Lucian Pye - Career

Career

Early in his career, Pye worked with other political scientists to free the field from academic constraints placed upon them by the era of Senator Joseph McCarthy. In 1956, Pye joined the Massachusetts Institute of Technology Center for International Studies as a teacher in a new program, which eventually developed into a political science department, partially due to Pye's assistance. He taught political science at the M.I.T. for 35 years, particularly focusing on China and other Asian nations. M.I.T. officials said he was one of only a few scholars who studied Asian politics from a comparative standpoint, and he served as a mentor to several generations of students who went on to prominent positions in academia and government. Pye helped found the Committee on Comparatives Politics for the Social Science Research Council, along with other social scientists seeking alternative explanations for change than those offered by Marxism.

Pye became one of the pioneers in the 1950s and 1960s in developing theories about the political development and modernization of Third World nations. His primary intellectual interest was to explore the cultural differences that help explain why politics differ so greatly from one nation to another. Unlike most political scientists of his day who sought universal and overarching theories, Pye focused on specific cultures, countries and people in order to create more individualized interpretations. Richard Samuels, an M.I.T. political scientist who worked with Pye, said he helped foster a new manner of thinking in post-World War II social science by "redirected political science away from rational models of political behavior and toward things that are harder to measure and understand." Pye's approach was so novel that it often drew opposite reactions and criticism, but he nevertheless came to be considered a peer of the great Chinese experts of his generation, like John K. Fairbank of Harvard.

Pye advised the Department of State and the National Security Council in China-related matters. He also served as an advisor to Democratic presidential candidates, Senators John F. Kennedy and Henry M. Jackson, and urged both men to pursue a muscular foreign policy. He was an early proponent of the Vietnam War. Pye served as a leader, and eventually acting chairman, with the National Committee on United States-China Relations, where he helped lay the groundwork for the American table tennis team that visited China in 1971. Pye served on several private organizations in which scholars, government experts and intellectuals discussed Asia-related research and policy, including the Council on Foreign Relations, the Asia Society and the Asian Foundation.

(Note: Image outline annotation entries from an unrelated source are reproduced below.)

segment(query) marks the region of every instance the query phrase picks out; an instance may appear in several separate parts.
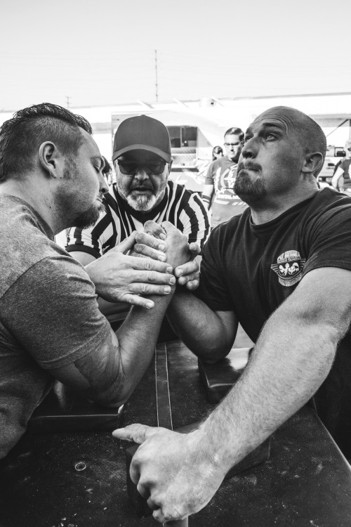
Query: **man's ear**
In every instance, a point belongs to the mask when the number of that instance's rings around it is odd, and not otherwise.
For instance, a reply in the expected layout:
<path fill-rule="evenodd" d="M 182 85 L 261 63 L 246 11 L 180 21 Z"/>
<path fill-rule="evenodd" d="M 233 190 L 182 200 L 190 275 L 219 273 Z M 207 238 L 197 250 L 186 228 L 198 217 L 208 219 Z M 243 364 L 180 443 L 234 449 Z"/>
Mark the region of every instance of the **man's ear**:
<path fill-rule="evenodd" d="M 43 169 L 48 172 L 51 177 L 57 178 L 60 177 L 60 162 L 62 160 L 62 154 L 57 146 L 51 141 L 42 143 L 39 146 L 39 160 Z"/>
<path fill-rule="evenodd" d="M 320 152 L 306 154 L 302 169 L 303 172 L 304 174 L 314 174 L 322 168 L 323 163 L 323 155 Z"/>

Pye set up a scholarly center in Hong Kong. He also conducted research in Malaysia, which he used to suggest the appeal of communism in that nation came from insecurity over the pace of change. Pye also worked in Burma, where he concluded psychology was more important than economics in explaining development. (One of his mentors, Harold Lasswell, had studied under Sigmund Freud.) He applied this psychological approach to his 1976 biography of Chairman of the Communist Party of China Mao Zedong, who he imagined as a child and argued Mao Zedong's rebellious attitude stemmed from a desire to recapture his "infantile omnipotence." Later Pye revealed his underlying diagnosis that Mao Zedong was “probably a narcissist with a borderline personality.” Donald L. M. Blackmer, of the journal Political Science and Politics, cited the Mao Zedong biography as an example of Pye's tendency to use leaps of imagination for "Interpretation and generalization abound, often unsupported by the sorts of evidence most of us have been taught to look for." Blackmer said the benefit of this approach was that Pye could "explain the otherwise inexplicable."

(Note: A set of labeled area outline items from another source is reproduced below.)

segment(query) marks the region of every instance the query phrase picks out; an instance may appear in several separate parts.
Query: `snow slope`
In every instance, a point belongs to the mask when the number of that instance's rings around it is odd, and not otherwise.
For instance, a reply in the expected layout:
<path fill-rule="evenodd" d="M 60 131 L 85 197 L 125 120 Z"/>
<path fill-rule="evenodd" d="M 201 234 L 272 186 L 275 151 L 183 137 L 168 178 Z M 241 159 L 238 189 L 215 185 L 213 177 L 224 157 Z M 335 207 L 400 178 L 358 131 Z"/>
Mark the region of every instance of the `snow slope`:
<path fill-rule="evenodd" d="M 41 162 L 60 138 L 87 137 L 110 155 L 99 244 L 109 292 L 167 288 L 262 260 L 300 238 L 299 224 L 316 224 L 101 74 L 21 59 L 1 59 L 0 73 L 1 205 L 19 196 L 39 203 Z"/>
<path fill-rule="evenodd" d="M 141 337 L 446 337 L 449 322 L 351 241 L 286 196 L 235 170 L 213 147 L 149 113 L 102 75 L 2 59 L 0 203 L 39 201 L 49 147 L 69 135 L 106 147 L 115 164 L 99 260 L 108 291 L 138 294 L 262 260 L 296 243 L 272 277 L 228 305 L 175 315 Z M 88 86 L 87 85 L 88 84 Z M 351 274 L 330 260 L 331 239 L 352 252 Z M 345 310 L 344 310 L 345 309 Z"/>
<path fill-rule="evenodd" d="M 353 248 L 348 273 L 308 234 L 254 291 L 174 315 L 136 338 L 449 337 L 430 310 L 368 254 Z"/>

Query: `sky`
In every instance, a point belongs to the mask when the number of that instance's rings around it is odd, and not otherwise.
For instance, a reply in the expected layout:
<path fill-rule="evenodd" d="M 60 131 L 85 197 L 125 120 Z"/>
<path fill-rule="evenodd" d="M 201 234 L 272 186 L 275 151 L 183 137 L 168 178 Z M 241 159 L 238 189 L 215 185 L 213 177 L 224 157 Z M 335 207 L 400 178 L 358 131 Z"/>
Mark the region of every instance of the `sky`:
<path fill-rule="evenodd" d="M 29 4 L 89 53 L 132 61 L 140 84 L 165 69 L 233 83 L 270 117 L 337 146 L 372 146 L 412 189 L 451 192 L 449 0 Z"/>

In 1985, Pye and his wife wrote "Asian Power and Politics: The Cultural Dimensions of Authority," which discussed commonalities in Asia' disparate political cultures. Critics of the book accused Pye of using flagrant stereotypes; Howard Wriggins, of the scholarly journal Political Science Quarterly, asked, "Who but Lucian Pye would be bold enough" to undertake such a publication. Pye went on to serve as president of the American Political Science Association from 1988 to 1989.